On the ASR Evaluation window, from the Annotation Source drop-down list, select the annotation set that you want to evaluate.
Click the Run an Evaluation button.
The ASR Evaluation tool runs its test. When the test has completed, the ASR Evaluation window displays the Evaluation Id for the run with a link to the test report.
To view the Evaluation Report for the run, click the hyperlink with the Evaluation Id.
The Evaluation Report displays the Expected vs. Actual Transcription, the Pass/Fail rate for each utterance, and the overall pass percentage for the annotation set. The overall pass percentage is a weighted average of all the utterances in the annotation set:
Export ASR results to the Natural Language Understanding (NLU) evaluation tool
Although the ASR Evaluation Tool measures speech recognition and transcription accuracy for Alexa, the NLU Evaluation Tool measures natural language understanding accuracy. After you have your transcriptions from the ASR Evaluation Tool, you can use the NLU evaluation tool to see how accurately are those transcriptions map to intents and slots. Using these two tools together gives you an end-to-end holistic view of of the accuracy of your skill's interaction model.

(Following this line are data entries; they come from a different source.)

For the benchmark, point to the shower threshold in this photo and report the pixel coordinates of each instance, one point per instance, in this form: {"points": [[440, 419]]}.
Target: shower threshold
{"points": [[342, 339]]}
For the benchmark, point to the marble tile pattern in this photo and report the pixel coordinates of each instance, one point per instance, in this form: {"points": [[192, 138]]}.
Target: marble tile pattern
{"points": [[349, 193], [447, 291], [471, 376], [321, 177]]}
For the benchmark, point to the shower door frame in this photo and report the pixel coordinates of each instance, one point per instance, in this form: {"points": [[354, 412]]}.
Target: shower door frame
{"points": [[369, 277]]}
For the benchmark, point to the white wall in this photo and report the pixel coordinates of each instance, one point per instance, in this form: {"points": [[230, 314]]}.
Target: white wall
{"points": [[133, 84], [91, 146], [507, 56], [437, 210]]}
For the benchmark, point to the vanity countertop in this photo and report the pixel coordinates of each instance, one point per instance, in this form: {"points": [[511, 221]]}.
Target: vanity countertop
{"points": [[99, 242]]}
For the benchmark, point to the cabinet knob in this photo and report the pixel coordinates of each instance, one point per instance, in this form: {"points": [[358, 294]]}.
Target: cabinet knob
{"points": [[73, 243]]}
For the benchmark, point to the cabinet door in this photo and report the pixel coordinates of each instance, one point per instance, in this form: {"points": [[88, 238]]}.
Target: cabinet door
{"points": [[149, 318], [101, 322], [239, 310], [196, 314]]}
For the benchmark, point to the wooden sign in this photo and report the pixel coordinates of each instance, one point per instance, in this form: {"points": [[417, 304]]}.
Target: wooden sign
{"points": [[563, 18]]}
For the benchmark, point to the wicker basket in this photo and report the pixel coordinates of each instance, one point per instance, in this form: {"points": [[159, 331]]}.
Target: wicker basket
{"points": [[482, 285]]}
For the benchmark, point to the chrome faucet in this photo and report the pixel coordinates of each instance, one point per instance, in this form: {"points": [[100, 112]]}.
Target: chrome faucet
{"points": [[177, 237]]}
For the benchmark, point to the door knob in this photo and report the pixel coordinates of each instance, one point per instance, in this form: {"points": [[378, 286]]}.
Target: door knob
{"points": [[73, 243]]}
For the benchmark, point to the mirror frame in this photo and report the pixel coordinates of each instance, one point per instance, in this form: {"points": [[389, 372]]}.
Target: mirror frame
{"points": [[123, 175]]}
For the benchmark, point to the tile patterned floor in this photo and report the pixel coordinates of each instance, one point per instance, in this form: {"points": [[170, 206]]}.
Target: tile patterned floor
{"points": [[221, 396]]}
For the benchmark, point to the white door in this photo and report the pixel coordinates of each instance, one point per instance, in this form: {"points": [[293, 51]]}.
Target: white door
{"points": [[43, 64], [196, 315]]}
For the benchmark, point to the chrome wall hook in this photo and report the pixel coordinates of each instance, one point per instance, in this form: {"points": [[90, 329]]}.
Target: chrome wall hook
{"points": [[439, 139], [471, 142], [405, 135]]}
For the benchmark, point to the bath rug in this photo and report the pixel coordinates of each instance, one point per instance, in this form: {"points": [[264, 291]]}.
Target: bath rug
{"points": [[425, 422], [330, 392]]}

To export ASR results to the NLU evaluation tool
On the ASR Evaluation Report page, from the Select export location menu, choose the NLU annotation set that corresponds to the ASR results that you want to evaluate.
Click the Export and go button.
The NLU evaluation tool appends the actual transcriptions of the ASR evaluation to a new or existing NLU annotation set and displays a "Success" notification.
Next, use the NLU evaluation tool to compare the actual transcriptions from the ASR evaluation to the skill model's expected mapping to intents and slots. See Batch Test Your Natural Language Understanding (NLU) Model.
If your Evaluation Report identifies areas where you would like to improve your skill's performance, see Improve your Automatic Speech Recognition (ASR) Test Results.